When Detective Inglis arrested Seo, he took possession of her locked
iPhone. Officers asked Seo for the device’s password, but she refused to
provide it. To clear this hurdle, Detective Inglis obtained two search
warrants. The first authorized a forensic download of Seo’s iPhone so that
law enforcement could search the device for “incriminating evidence.”

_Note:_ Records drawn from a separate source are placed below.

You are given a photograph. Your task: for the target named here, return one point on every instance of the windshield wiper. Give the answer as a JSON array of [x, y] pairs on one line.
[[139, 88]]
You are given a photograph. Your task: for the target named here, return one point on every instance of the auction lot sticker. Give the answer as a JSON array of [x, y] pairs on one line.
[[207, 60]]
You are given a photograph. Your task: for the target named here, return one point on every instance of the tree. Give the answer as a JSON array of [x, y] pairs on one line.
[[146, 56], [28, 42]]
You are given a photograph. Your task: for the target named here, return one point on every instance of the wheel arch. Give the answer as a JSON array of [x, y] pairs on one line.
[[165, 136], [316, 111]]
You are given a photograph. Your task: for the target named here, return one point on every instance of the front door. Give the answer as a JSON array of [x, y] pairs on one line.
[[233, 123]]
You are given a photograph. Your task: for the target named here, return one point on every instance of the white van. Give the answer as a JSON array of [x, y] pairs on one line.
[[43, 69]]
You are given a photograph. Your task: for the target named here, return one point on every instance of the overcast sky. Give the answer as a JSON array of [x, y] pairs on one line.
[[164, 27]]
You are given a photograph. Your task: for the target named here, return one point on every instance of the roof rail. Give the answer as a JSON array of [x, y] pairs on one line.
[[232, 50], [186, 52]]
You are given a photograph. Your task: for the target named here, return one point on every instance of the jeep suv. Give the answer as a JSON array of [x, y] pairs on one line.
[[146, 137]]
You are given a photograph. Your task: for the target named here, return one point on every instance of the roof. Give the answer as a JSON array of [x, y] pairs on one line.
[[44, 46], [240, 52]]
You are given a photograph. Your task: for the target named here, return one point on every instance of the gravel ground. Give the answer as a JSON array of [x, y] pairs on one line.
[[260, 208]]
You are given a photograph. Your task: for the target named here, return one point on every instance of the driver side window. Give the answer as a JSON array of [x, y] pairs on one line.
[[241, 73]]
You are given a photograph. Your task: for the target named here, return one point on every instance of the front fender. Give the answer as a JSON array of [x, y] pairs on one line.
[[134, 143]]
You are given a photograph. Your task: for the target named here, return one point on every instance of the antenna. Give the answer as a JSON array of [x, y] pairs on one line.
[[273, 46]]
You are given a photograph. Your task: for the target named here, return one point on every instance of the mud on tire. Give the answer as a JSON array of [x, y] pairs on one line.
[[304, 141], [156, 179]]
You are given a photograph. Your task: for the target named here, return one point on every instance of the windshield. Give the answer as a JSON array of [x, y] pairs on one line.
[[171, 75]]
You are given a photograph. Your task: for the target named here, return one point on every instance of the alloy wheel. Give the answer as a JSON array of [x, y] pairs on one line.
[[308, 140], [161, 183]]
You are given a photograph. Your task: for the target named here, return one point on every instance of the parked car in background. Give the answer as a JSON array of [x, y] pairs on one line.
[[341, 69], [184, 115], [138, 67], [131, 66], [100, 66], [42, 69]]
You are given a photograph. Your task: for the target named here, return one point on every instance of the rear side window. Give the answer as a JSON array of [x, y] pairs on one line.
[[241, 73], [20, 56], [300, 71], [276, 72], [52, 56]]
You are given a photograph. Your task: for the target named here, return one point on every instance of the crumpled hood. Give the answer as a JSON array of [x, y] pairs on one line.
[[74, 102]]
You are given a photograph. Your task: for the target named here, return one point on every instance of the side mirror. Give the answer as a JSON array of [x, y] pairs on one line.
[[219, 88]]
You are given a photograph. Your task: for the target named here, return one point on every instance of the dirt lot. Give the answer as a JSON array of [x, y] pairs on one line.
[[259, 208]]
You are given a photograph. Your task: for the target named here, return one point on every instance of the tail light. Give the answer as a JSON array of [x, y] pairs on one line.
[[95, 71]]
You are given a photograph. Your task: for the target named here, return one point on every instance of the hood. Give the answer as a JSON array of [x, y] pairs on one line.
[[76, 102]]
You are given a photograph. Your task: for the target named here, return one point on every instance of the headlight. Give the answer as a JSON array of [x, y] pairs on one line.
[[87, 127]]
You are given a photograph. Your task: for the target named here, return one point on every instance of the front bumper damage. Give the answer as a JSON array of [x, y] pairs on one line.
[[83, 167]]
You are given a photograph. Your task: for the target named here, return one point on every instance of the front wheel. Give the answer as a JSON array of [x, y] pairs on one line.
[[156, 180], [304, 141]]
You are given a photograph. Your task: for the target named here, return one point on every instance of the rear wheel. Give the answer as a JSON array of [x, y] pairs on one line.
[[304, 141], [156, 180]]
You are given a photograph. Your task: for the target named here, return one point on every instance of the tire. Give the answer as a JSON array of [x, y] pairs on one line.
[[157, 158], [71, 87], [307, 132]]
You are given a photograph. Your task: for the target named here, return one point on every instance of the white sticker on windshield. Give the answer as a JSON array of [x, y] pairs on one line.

And the second “compelled” Seo to unlock the device and stated that she
would be subject “to the contempt powers of the court” if she failed to do
so. After Seo again refused to unlock her iPhone, the State moved to hold
her in contempt.
At the ensuing hearing, Seo argued that forcing her to unlock the
iPhone would violate her Fifth Amendment right against self-
incrimination. The trial court disagreed and held Seo in contempt,
concluding that “[t]he act of unlocking the phone does not rise to the level
of testimonial self-incrimination.” Seo appealed, and the trial court stayed
its contempt order.
While her appeal was pending, Seo entered into a plea agreement with
the State. She pleaded guilty to one count of stalking, and the State
dismissed eighteen other charged offenses without prejudice. But because
the contempt citation remained in place, Seo still faced the threat of
further sanction for disobeying that order. A divided panel of our Court of
Appeals reversed the court’s pending contempt order. Seo v. State, 109
N.E.3d 418, 440–41 (Ind. Ct. App. 2018).
We granted transfer, vacating the Court of Appeals decision. Ind.
Appellate Rule 58(A). 1
1Our dissenting colleagues are incorrect in finding this case moot, as there has not yet been “a
settlement of all differences between the parties,” Gompers v. Buck’s Stove & Range Co., 221 U.S.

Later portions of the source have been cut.